Me desperté con los trinos de los pajaritos, el cantar del gallo, los mugidos del ganado, la sonata de la cascada cantarina y el silencio de la naturaleza en aquel madrigal. El silencio callado y la soledad sonora me embelesaron.
A mi lado dormía mi pequeña hija de apenas un año. Me transporté mirándola en su belleza inocente.
–Papi, me llevas a ver el pavo real –balbuceó–.
–Ya mismo –le contesté–.
Prestó me levante y recorrí con ella el campo en medio de los animales que nos miraban al pasar y nos llenaban de paz.

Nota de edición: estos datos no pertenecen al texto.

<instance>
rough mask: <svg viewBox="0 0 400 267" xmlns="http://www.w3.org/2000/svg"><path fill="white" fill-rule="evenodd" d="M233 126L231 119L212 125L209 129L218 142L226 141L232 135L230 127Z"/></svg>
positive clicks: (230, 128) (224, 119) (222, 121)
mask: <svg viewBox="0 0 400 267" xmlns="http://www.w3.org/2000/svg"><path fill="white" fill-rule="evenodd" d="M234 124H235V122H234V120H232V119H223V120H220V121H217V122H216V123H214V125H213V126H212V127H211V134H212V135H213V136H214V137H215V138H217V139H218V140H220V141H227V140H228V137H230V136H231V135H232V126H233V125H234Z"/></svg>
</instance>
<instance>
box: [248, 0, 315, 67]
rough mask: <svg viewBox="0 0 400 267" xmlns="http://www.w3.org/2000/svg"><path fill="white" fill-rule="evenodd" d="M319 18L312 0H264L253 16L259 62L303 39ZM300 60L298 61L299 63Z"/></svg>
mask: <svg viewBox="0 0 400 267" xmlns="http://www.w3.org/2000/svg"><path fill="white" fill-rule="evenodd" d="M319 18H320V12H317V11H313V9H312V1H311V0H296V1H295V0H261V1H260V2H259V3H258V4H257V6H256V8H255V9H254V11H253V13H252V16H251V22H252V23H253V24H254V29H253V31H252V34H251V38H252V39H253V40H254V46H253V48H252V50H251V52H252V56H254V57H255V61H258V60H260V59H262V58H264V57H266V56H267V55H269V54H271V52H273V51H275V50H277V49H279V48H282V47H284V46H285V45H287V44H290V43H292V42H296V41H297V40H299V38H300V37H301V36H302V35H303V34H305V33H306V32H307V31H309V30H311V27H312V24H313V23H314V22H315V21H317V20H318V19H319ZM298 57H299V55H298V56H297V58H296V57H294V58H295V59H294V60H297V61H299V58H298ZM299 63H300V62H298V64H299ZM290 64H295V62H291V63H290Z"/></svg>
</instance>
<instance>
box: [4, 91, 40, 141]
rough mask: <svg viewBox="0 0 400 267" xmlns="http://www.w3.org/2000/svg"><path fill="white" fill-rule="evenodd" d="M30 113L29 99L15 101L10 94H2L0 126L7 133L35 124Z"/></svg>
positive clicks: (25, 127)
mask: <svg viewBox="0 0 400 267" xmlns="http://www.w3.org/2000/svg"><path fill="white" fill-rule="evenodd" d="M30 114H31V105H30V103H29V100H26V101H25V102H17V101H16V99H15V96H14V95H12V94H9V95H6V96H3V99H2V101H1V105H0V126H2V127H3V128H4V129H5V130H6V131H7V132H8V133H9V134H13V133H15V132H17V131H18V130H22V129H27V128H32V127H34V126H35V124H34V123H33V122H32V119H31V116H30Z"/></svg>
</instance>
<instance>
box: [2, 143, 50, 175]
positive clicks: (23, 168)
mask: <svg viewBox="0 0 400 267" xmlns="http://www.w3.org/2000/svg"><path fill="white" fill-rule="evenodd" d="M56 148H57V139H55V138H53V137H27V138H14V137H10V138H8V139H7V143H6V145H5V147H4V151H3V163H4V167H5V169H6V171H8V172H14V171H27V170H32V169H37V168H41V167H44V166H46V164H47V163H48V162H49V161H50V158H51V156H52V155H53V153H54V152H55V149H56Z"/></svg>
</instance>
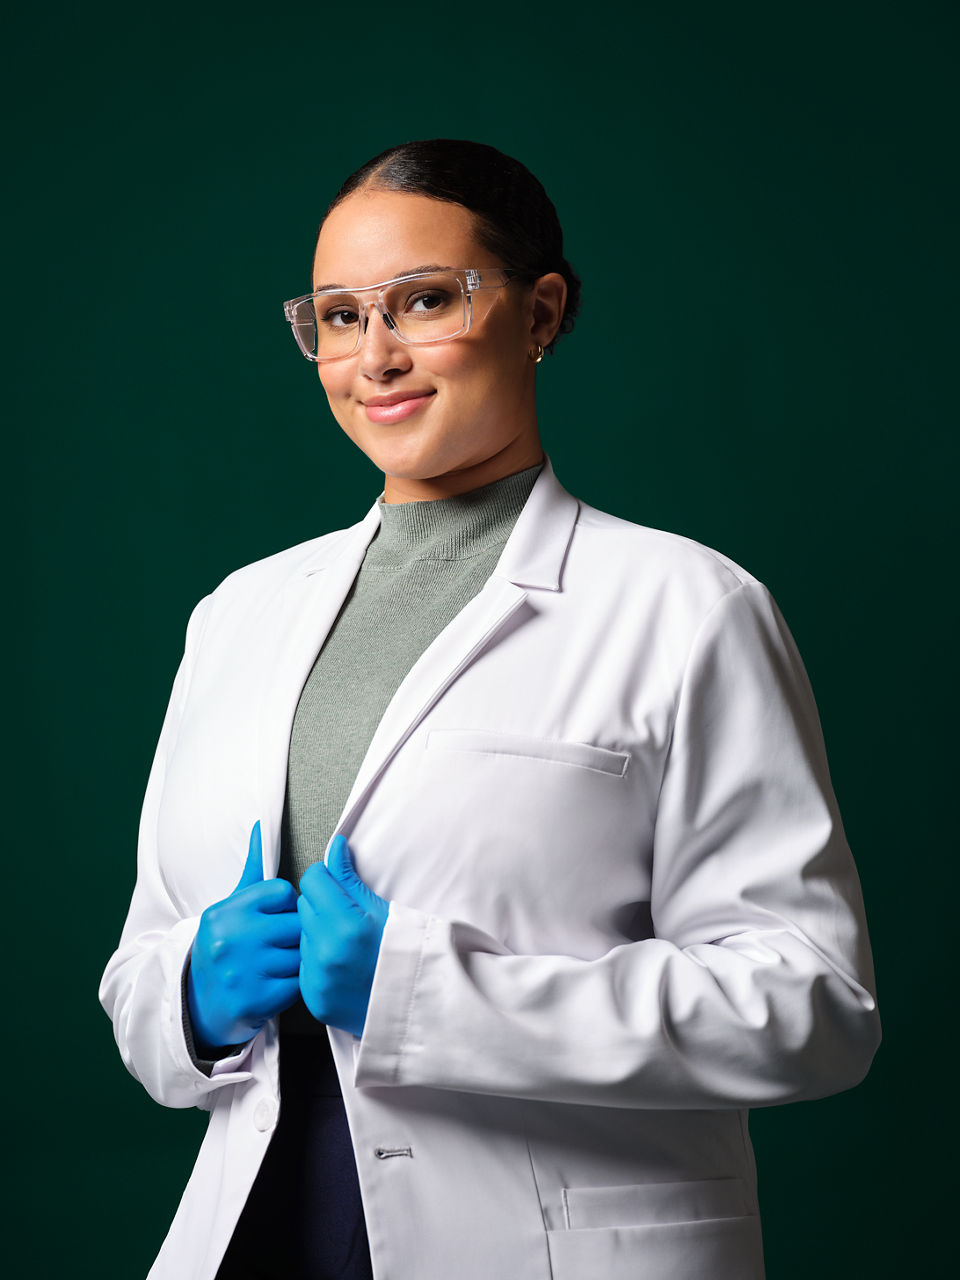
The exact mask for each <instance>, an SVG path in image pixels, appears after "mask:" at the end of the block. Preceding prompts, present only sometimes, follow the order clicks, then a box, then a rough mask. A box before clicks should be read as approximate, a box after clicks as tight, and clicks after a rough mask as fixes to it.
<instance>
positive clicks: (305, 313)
mask: <svg viewBox="0 0 960 1280" xmlns="http://www.w3.org/2000/svg"><path fill="white" fill-rule="evenodd" d="M518 275H522V273H521V271H511V270H506V269H500V268H483V269H477V268H472V266H463V268H456V269H451V270H447V271H416V273H413V274H411V275H399V276H397V278H396V279H394V280H383V282H381V283H380V284H367V285H366V287H365V288H362V289H339V288H334V289H320V291H319V292H317V293H306V294H305V296H303V297H302V298H292V300H291V301H289V302H284V305H283V314H284V315H285V317H287V320H288V321H289V323H291V326H292V329H293V337H294V338H296V339H297V346H298V347H300V349H301V351H302V352H303V355H305V356H306V357H307V360H315V361H317V362H321V361H324V360H342V358H343V357H344V356H352V355H353V352H355V351H357V348H358V347H360V340H361V338H362V335H364V334H365V333H366V328H367V325H369V323H370V308H371V307H376V310H378V311H379V312H380V316H381V317H383V323H384V324H385V325H387V328H388V329H389V330H390V332H392V333H393V334H394V335H396V337H397V338H398V339H399V340H401V342H406V343H408V344H410V346H411V347H422V346H428V344H429V343H435V342H452V340H453V339H454V338H460V337H462V335H463V334H465V333H466V332H467V329H468V328H470V325H471V324H472V323H474V320H475V319H477V320H479V319H481V317H483V315H485V314H486V311H488V310H489V307H490V305H492V303H493V301H494V300H495V297H497V293H495V292H494V291H497V289H502V288H503V285H504V284H509V282H511V280H512V279H513V278H515V276H518Z"/></svg>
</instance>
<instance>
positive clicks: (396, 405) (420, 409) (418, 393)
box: [364, 392, 435, 422]
mask: <svg viewBox="0 0 960 1280" xmlns="http://www.w3.org/2000/svg"><path fill="white" fill-rule="evenodd" d="M434 394H435V393H434V392H393V393H392V394H390V396H371V397H370V399H367V401H364V410H365V411H366V416H367V417H369V420H370V421H371V422H402V421H403V420H404V419H407V417H411V416H412V415H413V413H416V412H417V411H419V410H421V408H422V407H424V404H426V402H428V401H429V399H430V398H431V397H433V396H434Z"/></svg>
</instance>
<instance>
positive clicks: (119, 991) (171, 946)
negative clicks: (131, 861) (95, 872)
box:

Sentí el aroma de las frutas que colgaban de los árboles, aprecié el verde de los pastos que daban refugio al ganado y disfruté el horizonte de montañas y llanuras. Un dálmata se nos acercó como queriendo compartir tanta dicha.
–Papi, quiero tete.
–El perrito se lo llevó.
Desde ese día, mi hijita entendió que tenía que comer los frutos del campo y la leche recién ordeñada. Comenzó a valerse por ella misma.
No puedo describir la alegría que sentí al encontrarme en aquel ambiente.
Cuan distinto de los hoteles en que dormía con frecuencia por los constantes viajes que exigía mi trabajo y que diferente de otras vacaciones en las que me había hospedado en elegantes ‘resorts’ en donde me pasaba el tiempo calculando horarios para la comida, las actividades, la programación para los ‘jacuzzis’ para separar cupo en las piscinas y en la playa… para dejarme manejar la diversión.
Ese día comente a mi esposa que era tiempo de cambiar. Desde entonces somos felices en las fincas que con frecuencia alquilamos y en las cuales el tiempo es nuestro.
No se imaginan las jornadas que pasamos en familia en ‘nuestra piscina’ en los alrededores de de la finca, en las caminatas, en los paseos a caballo, en las tertulias en las que a nadie incomodamos…
Me gustan las fincas porque tienen alma, porque son amigas, porque respiran intimidad y paz.
Algún día comparé una. Mientras tanto los amigos nos alquilan las suyas.